We have another system where the /srv/cvmfs filesystem filled up, due to CVMFS_AUTO_TAG_TIMESPAN ignored by gateway · Issue #3017 · cvmfs/cvmfs · GitHub (We really need a fix for this, especially considering that CVMFS may not safely handle a filesystem filling up: data corruption due to full filesystem, and snapshot fails with "unexpected HTTP error code 200" · Issue #3268 · cvmfs/cvmfs · GitHub).

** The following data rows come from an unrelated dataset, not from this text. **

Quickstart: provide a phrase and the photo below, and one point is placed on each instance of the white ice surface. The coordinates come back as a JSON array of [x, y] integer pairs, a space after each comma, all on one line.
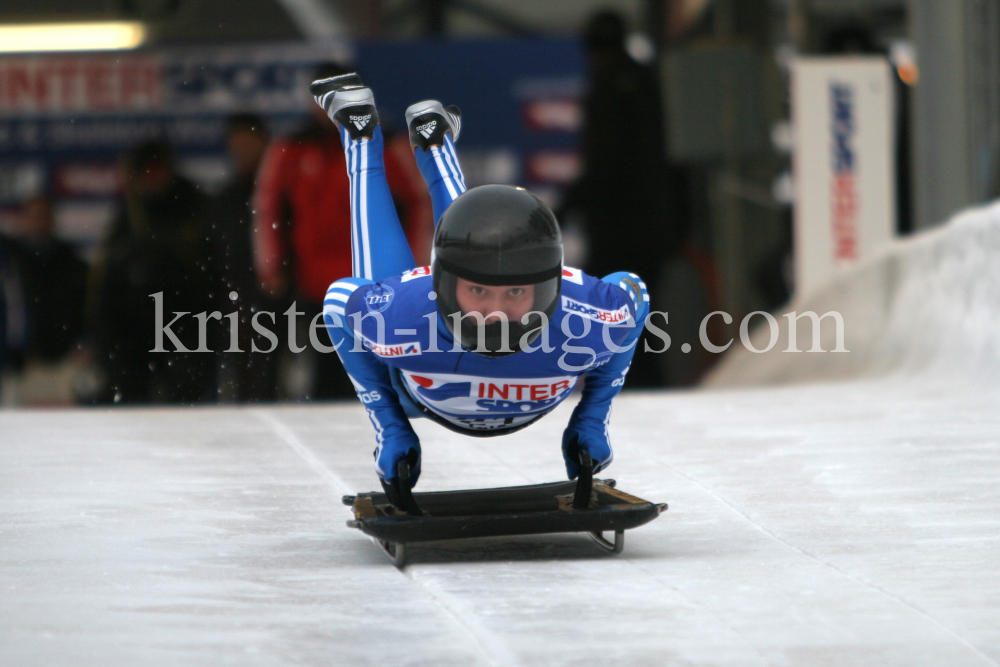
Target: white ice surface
[[839, 524]]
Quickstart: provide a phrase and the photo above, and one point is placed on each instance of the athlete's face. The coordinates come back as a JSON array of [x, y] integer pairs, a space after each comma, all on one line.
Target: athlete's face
[[514, 301]]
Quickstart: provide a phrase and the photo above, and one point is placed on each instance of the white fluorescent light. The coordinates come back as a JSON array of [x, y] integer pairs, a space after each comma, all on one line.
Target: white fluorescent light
[[107, 36]]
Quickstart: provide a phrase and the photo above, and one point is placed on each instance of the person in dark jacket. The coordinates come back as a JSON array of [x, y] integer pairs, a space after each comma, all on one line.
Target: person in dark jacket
[[625, 194], [51, 281]]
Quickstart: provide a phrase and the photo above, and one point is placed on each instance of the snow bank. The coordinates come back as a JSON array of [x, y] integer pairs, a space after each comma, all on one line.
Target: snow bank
[[928, 306]]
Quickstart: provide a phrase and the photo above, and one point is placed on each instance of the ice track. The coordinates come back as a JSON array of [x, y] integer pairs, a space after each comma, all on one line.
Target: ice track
[[846, 523], [839, 524]]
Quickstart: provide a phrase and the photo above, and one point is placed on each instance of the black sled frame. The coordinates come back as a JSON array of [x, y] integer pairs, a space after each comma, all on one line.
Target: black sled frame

In this situation the system can not run GC:

Starting soft-dev.computecanada.ca at Wed Feb 28 11:37:38 PST 2024
Running Garbage Collection 
failed to load repository manifest (6 - manifest signature is invalid)
Fail (6)!
ERROR from cvmfs_server gc!
Finished soft-dev.computecanada.ca at Wed Feb 28 11:37:38 PST 2024

The signature expired because the system was failing to snapshot for some time, because the filesystem got full. So in effect we need to reduce the storage usage but can not because the storage is fully used. There is a lot of stale data that would be removed by GC if we could run it though.

Aside from getting more storage is there any workaround that would enable running GC in this state, or any other way to recover (short of deleting and replicating the repository again) ?

Thanks!

dwd · February 29, 2024, 2:56pm

It’s going to have to have at least a little free space from somewhere. You’ll have to find something to delete, or maybe symlink to another filesystem temporarily. Then hopefully you can copy corrupted file(s) from a stratum 1, or do transaction/publish or possibly resign/resign -p.

rptaylor · February 29, 2024, 8:51pm

Somehow the situation got mostly resolved. The day before I had expanded the volume to use all the remaining storage. I ran GC then but it still didn’t work. However it was enough for a snapshot to begin, I thought it failed and consumed again all remaining disk space but it must have eventually succeeded with just barely enough space, allowing the subsequent automated GC to run.

However after the GC finished the storage usage was unexpectedly high, I found there was 113 GB in the data/txn directory, mostly leftover cvmfs.***** files from years ago, must be junk.
It would be nice if GC would also clean that up. Perhaps https://its.cern.ch/jira/browse/CVM-1462 could still take care of that. Are JIRA issues still looked at?

Thanks.

vavolkl · March 1, 2024, 8:18am

Regarding JIRA issues, we do still look at them, but if there’s something we should prioritise, feel free to open a github issue pointing to it. I opened Automatically clean out data/txn files after failures · Issue #3523 · cvmfs/cvmfs · GitHub just now and will look into it.